Although the ending of the film won’t surprise many viewers, Goldwyn and Gray found it was important to keep “a seed of doubt” in viewers’ minds— what if Kenny really did it, or what if Betty can’t get him out? Goldwyn explains that they wanted that there not simply to keep dramatic tension.. “I asked myself, if she had been unsuccessful, would that have made her act of faith in vain? The answer to me is very much no. It didn’t matter whether she succeeded or not, it was the fact of their love and the connection that the movie is about. So an audience may have an idea of where it is going plotwise, but more importantly there’s an emotional thing going on in the story that supersedes the plot.

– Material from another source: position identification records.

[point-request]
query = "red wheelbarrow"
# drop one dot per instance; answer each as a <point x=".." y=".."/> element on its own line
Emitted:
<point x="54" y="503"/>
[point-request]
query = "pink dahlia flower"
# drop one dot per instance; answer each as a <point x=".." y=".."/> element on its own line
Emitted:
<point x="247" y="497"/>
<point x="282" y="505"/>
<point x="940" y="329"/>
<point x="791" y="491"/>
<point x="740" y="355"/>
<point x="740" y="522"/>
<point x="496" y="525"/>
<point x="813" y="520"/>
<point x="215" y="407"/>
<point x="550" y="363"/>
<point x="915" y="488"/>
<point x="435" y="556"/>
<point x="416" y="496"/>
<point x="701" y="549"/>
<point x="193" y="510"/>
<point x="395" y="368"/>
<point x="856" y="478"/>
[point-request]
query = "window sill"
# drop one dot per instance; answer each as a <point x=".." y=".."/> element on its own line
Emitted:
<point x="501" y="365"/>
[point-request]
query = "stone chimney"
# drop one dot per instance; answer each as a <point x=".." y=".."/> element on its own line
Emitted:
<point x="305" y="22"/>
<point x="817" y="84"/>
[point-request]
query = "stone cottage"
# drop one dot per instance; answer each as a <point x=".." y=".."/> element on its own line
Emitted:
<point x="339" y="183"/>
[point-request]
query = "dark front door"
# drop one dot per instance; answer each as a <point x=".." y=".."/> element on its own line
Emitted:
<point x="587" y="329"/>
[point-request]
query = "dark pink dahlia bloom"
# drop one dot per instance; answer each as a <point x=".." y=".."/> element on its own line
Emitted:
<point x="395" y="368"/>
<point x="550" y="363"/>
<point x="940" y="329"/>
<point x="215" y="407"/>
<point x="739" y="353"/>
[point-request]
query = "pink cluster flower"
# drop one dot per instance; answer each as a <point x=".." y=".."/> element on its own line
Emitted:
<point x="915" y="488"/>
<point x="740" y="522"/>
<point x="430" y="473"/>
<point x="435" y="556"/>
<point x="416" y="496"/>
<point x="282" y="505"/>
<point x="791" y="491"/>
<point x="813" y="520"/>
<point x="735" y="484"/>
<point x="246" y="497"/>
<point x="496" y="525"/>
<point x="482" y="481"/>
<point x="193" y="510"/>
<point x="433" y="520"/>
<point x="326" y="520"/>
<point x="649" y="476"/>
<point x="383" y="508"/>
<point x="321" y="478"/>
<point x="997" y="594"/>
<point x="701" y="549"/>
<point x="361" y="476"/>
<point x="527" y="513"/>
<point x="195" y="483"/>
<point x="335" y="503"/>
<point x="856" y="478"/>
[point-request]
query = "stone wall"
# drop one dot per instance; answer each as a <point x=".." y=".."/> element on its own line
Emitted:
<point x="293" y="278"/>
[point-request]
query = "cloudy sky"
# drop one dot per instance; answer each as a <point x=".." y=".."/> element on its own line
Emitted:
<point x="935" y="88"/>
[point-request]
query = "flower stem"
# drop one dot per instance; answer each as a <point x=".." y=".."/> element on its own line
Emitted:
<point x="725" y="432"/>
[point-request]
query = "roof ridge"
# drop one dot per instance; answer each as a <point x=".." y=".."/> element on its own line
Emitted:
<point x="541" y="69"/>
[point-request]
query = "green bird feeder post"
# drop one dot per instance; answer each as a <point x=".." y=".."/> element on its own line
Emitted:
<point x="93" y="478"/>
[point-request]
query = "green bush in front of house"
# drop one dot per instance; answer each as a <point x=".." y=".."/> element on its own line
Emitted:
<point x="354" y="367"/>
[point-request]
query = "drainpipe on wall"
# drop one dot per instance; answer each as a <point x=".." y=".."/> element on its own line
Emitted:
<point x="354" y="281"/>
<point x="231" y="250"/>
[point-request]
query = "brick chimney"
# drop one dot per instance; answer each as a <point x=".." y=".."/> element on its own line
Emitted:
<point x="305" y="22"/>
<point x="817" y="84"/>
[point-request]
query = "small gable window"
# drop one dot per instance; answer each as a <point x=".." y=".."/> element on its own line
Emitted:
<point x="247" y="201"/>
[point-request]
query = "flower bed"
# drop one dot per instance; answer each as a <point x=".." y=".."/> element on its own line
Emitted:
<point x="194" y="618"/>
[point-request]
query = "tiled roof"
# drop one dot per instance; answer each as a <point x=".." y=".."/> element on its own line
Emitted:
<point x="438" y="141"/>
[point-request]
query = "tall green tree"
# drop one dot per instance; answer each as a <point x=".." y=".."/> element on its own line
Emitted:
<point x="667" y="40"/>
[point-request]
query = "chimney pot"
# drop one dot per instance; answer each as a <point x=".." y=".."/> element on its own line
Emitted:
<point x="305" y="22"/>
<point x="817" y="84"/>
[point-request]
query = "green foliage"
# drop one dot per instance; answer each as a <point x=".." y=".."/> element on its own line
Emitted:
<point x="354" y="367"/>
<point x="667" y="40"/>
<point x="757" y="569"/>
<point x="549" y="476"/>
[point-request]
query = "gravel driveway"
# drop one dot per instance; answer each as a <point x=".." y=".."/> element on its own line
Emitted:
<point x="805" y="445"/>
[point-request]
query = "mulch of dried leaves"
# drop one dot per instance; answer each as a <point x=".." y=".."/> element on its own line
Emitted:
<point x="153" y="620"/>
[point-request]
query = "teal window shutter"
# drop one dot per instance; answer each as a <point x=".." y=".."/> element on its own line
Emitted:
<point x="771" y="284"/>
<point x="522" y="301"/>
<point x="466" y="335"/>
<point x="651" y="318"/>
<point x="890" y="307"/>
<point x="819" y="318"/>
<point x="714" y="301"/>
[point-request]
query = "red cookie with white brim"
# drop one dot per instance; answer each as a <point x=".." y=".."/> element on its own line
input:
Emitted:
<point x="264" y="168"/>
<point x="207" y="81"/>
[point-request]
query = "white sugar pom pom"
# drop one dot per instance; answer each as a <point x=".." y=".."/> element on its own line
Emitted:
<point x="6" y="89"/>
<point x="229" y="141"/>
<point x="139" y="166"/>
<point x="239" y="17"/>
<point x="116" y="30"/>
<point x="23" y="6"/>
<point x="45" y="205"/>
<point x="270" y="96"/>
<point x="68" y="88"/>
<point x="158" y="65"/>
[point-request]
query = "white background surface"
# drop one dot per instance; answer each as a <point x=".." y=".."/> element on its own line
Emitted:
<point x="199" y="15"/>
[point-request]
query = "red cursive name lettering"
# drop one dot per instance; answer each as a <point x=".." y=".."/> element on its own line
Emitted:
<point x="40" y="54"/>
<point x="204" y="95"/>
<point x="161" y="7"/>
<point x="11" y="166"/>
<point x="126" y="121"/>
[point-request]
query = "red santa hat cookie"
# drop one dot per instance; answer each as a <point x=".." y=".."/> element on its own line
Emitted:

“The thing I hope people take away from this film, is to look at those they love and think, what am I willing to do for the people I care about most? What made me want to tell this story was not Betty Anne’s extraordinary achievement, but what the bond between these two people and the love that they shared.. Betty never doubted for a moment that Kenny was innocent, and not for one moment did he have any doubt about her. And that’s what we crave in our own lives.”